Già dal titolo la mostra rivela una fusione tra passato e presente, una sorta di intreccio tra piani temporali apparentemente lontani. Che ne pensa?

«Ne sono piacevolmente colpito. Guardare al passato è fondamentale, soprattutto adesso. L’Italia, infatti, in queste ultime due generazioni ha subito la folata del presentismo. Che significa ritenere che qualunque cosa avvenuta prima del presente non abbia nessuna utilità e nessun significato, e che la vita possa essere agita, sia fisicamente che mentalmente, nella ignoranza. Questa concezione è evidente anche nella classe politica, che non ha il minimo spessore storico né la conoscenza della politica come stratificazione. I nostri politici improvvisano. Ma è come volere inventar una nuova cucina senza saper cucinare; può andare bene, certo, ma anche molto male. Le cose si possono inventare ma sulla base della tradizione: conoscere ciò che è avvenuto prima ci permette di buttare via quello che non va e usare quello che serve».

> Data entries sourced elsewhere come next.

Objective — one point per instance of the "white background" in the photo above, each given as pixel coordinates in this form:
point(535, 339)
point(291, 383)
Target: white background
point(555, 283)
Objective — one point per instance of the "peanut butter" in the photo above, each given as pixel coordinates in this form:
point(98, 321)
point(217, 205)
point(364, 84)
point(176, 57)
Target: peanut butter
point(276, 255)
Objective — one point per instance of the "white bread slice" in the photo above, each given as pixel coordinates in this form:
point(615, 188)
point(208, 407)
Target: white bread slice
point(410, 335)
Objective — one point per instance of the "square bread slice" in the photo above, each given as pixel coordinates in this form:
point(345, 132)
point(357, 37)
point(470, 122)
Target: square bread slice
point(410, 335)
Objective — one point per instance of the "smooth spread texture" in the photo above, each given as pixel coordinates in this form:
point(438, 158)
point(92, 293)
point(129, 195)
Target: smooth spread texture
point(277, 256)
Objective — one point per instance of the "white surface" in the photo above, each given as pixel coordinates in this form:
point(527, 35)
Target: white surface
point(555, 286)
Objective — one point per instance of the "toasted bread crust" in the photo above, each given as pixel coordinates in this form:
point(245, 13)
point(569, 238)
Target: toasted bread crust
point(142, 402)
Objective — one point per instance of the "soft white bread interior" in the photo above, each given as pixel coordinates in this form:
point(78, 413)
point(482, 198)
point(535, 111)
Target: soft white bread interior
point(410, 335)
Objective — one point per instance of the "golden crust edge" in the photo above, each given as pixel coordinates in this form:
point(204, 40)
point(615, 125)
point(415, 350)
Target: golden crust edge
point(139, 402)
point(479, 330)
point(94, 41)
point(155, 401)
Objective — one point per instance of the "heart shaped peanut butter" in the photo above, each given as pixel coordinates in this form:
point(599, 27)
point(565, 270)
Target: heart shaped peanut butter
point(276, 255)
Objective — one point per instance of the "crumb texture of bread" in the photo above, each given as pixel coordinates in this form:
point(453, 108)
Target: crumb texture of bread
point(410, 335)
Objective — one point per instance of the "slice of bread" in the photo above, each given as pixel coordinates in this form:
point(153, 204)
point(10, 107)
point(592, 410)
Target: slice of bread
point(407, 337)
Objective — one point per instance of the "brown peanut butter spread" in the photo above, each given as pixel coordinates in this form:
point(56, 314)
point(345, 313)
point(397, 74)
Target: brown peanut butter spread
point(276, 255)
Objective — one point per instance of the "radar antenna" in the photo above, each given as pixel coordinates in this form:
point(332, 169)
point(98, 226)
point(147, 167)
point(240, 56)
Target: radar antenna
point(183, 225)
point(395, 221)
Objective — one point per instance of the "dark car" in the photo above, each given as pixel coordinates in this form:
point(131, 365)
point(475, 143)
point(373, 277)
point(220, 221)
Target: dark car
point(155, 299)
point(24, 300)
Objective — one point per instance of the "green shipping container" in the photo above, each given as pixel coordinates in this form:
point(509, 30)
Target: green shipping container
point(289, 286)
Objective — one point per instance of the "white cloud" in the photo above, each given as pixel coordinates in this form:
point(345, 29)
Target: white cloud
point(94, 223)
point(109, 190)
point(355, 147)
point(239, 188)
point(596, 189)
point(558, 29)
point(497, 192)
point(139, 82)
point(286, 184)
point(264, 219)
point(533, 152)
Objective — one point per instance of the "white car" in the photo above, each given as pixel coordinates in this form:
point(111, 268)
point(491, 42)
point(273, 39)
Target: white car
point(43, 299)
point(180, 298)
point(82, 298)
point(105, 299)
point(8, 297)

Il “presentismo” rischia di cancellare le nostre radici?

«Il rischio è cadere negli errori già commessi in passato. Come hanno risolto certi problemi le società che ci hanno preceduti? Se ci guardiamo indietro possiamo capirlo e imparare. Alcune decisioni sono state rovinose, pensiamo al Fascismo, che pur cercava di rispondere ad alcune necessità del tempo, e non vanno replicate».

Come si può rendere il passato interessante?

«Il miracolo è che per conoscere il passato non serve aver vissuto nel passato. Noi siamo perfettamente in grado di capire gli errori di Caligola, anche se siamo nati nel 1900 o negli anni 2000. Ma mentre un tempo ciascun uomo civile aveva un’idea dello sviluppo e del cammino dell’umanità almeno tra Omero e il suo presente, oggi le persone – i giovani soprattutto – vivono come se tutto nascesse qui e ora. Purtroppo questa approssimazione e questa superficialità sono indice di profonda decadenza».

Parla della politica?

«Sì, ma non solo. Senza Omero, la Bibbia, i miti non possiamo capire neanche la storia dell’arte dell’Ottocento. Non riusciamo a guardare oltre il nostro limite perché non troviamo giganti su cui salire, ma se non li troviamo è perché non sappiamo dove cercarli. Ci manca la consapevolezza, e ci troviamo in grossi pasticci perché i problemi della società si fanno sempre più grandi e noi diventiamo sempre più sempliciotti».

La (ri)scoperta della Via Emilia, in questo senso, può servire come esempio per tirarci fuori dalle sabbie mobili?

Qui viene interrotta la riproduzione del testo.